How about reintroducing ground-launched, nuclear-armed ballistic and cruise missiles onto NATO soil? This would be a 1970s and 1980s response to a 21st-century problem. Upping the ante with weapons of last rather than first resort isn’t a smart move. Trying to negotiate new basing rights would be profoundly disruptive, and it would take years to get back in the business of producing INF Treaty-prohibited systems.
How about adding more theater missile defense systems in Europe? This would certainly get Moscow’s attention, and the Kremlin would likely threaten more Euro-missile deployments in return. The U.S. threat would be less real than the Russian threat, because defending against intermediate-range cruise missiles is even harder that defending against intermediate-range ballistic missiles – and performance against the latter remains questionable. Nonetheless, there is a long history of the Kremlin’s super-sensitivity to U.S. missile defense deployments, so increased funding for cruise missile defense would add meaning to complaints about the SSC-8. Their actual deployment would likely have the opposite result.

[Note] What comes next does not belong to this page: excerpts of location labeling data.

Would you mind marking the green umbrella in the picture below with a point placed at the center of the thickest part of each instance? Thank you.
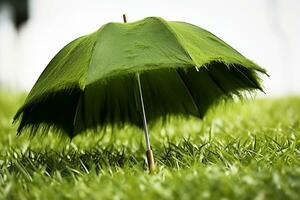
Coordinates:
(124, 72)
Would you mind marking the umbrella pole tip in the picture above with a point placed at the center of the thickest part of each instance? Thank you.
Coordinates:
(124, 18)
(150, 160)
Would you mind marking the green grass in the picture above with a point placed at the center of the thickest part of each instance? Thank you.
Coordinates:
(246, 150)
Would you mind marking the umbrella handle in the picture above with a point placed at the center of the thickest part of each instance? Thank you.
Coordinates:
(149, 153)
(150, 160)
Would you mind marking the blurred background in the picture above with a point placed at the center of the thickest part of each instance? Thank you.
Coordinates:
(265, 31)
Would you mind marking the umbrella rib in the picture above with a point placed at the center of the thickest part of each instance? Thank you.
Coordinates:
(188, 91)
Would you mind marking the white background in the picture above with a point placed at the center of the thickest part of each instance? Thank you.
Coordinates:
(265, 31)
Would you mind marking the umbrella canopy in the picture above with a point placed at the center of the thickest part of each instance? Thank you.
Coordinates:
(92, 82)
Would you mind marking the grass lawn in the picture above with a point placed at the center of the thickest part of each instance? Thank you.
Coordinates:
(247, 150)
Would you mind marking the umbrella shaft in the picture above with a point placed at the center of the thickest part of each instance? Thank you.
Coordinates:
(144, 114)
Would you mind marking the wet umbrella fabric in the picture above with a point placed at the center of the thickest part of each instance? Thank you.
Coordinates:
(92, 82)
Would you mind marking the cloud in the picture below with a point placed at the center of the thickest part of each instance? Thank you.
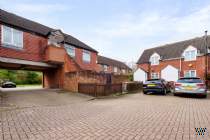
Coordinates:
(134, 33)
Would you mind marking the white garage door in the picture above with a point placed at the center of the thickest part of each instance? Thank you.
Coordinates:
(140, 75)
(170, 73)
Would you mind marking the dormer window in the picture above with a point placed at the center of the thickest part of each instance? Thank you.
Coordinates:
(190, 53)
(70, 50)
(11, 37)
(56, 37)
(154, 59)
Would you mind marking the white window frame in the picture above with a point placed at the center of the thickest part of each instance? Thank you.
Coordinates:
(105, 67)
(188, 54)
(154, 75)
(115, 69)
(123, 71)
(67, 46)
(11, 44)
(154, 59)
(190, 73)
(83, 55)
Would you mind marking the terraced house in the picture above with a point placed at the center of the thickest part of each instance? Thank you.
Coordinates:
(187, 58)
(64, 60)
(108, 65)
(28, 45)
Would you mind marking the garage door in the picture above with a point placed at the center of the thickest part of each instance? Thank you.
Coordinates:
(170, 73)
(140, 75)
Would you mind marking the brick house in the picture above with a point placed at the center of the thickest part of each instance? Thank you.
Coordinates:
(108, 65)
(181, 59)
(28, 45)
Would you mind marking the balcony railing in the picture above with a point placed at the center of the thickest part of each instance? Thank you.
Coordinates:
(54, 54)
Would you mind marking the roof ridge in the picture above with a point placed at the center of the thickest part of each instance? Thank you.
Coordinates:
(111, 59)
(26, 19)
(167, 44)
(41, 29)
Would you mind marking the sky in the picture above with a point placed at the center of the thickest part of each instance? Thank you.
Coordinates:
(120, 29)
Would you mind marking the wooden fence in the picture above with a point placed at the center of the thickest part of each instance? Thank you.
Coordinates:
(99, 89)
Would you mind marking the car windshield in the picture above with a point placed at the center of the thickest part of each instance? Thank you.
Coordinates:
(190, 80)
(153, 81)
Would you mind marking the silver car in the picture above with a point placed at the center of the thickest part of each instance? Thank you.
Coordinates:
(191, 85)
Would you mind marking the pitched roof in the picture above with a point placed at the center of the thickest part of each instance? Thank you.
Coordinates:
(31, 26)
(174, 50)
(111, 62)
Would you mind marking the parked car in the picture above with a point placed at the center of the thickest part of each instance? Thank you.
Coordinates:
(156, 86)
(191, 85)
(8, 84)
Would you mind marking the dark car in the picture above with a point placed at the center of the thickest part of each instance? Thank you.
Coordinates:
(156, 86)
(8, 84)
(190, 85)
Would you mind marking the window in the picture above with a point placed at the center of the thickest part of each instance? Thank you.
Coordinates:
(115, 69)
(70, 50)
(154, 75)
(154, 59)
(105, 67)
(123, 71)
(190, 73)
(86, 56)
(190, 55)
(12, 37)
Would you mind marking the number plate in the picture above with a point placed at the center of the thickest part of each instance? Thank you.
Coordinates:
(188, 87)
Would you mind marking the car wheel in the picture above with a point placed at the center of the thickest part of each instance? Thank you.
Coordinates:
(204, 96)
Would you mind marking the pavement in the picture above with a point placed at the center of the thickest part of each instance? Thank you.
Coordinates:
(49, 114)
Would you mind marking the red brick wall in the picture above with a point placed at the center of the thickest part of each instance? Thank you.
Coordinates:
(33, 47)
(87, 66)
(198, 65)
(71, 80)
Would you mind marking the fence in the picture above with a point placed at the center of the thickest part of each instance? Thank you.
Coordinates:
(99, 89)
(132, 86)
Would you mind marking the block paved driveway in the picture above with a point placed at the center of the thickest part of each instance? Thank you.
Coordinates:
(73, 116)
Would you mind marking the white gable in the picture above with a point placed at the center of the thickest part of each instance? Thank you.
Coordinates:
(155, 54)
(170, 73)
(190, 48)
(140, 75)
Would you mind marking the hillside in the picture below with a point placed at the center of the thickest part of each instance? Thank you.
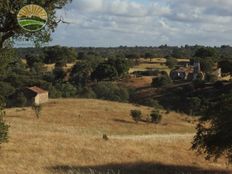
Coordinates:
(68, 139)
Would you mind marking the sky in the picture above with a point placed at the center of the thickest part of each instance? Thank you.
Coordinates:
(111, 23)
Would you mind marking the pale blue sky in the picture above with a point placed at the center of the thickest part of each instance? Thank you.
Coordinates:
(145, 23)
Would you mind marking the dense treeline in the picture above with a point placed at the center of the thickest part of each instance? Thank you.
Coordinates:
(224, 52)
(92, 67)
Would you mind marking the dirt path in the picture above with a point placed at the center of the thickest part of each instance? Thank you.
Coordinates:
(163, 137)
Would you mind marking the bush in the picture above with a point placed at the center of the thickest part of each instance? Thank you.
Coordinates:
(171, 63)
(20, 100)
(136, 115)
(87, 93)
(3, 126)
(161, 81)
(156, 117)
(152, 103)
(37, 109)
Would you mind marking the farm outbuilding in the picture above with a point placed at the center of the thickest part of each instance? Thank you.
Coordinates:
(36, 95)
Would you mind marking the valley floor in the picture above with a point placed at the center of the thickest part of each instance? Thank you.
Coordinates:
(67, 139)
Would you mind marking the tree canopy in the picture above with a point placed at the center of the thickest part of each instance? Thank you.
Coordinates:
(214, 132)
(10, 28)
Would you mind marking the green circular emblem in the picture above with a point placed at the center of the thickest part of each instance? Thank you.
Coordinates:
(32, 17)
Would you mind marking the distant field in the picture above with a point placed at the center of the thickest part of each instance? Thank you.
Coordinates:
(51, 67)
(27, 22)
(67, 139)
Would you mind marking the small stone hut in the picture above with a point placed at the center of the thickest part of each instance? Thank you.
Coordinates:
(36, 95)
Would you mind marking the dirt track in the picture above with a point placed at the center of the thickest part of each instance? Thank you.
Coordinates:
(159, 137)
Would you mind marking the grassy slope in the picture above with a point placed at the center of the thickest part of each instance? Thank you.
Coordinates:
(68, 138)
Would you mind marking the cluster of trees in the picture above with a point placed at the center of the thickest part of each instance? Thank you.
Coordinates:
(154, 117)
(214, 139)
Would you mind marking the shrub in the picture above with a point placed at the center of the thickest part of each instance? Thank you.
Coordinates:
(37, 109)
(87, 93)
(20, 100)
(136, 115)
(156, 117)
(161, 81)
(152, 103)
(171, 62)
(3, 126)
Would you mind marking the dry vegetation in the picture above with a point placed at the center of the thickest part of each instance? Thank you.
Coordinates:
(68, 139)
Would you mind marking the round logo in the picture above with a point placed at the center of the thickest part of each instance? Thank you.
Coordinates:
(32, 17)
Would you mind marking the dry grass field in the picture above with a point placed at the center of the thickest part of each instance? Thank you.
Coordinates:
(67, 139)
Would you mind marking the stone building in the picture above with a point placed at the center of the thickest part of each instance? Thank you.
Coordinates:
(36, 95)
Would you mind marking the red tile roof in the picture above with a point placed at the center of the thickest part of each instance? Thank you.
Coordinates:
(37, 90)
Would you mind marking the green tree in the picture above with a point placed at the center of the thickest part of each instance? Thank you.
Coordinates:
(9, 26)
(156, 117)
(214, 135)
(3, 126)
(104, 72)
(37, 109)
(205, 52)
(162, 80)
(81, 73)
(136, 115)
(171, 62)
(226, 66)
(121, 65)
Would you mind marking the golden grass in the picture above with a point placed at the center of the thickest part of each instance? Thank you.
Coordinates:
(139, 82)
(68, 137)
(51, 67)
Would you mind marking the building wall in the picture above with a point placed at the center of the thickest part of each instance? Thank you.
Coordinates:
(41, 98)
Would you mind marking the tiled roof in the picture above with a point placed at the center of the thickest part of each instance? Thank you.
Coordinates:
(37, 90)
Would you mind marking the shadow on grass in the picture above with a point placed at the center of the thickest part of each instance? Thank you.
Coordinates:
(135, 168)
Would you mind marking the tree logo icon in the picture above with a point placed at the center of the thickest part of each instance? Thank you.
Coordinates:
(32, 18)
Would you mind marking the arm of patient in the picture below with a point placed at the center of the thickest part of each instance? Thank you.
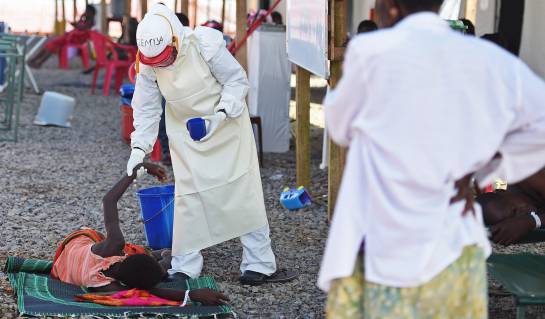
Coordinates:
(204, 295)
(114, 243)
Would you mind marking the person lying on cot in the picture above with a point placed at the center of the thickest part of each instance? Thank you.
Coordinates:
(105, 264)
(513, 213)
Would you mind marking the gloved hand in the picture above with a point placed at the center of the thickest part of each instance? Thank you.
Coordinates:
(137, 157)
(212, 123)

The primary reason why is that Vladimir Putin is not Mikhail Gorbachev. Gorbachev responded to the U.S. match of Euro-missile deployments by accepting the “zero option.” Putin is likely to react to new deployments of Euro-missile defenses by adding far more SSC-8s. The leverage that can be gained by increased funding of cruise missile defenses can be lost by their deployment.
So what is to be done? The smartest moves are to double down on the European Reassurance Initiative and to open up a diplomatic track alongside the military preparedness track – which is how the INF Treaty came about. The smart 21st-century counters to Cold War-era nuclear posturing involve precision-guided, stealthy, standoff conventional weapons. The United States holds these high cards, and can share more of them — including extended range, air-launched cruise missiles that are not covered by the INF Treaty — with NATO allies if the Kremlin continues to deploy Euro-missiles. This prospect, along with the prospect of more theater missile defense deployments in Europe, might persuade Vladimir Putin to return to compliance with the INF Treaty.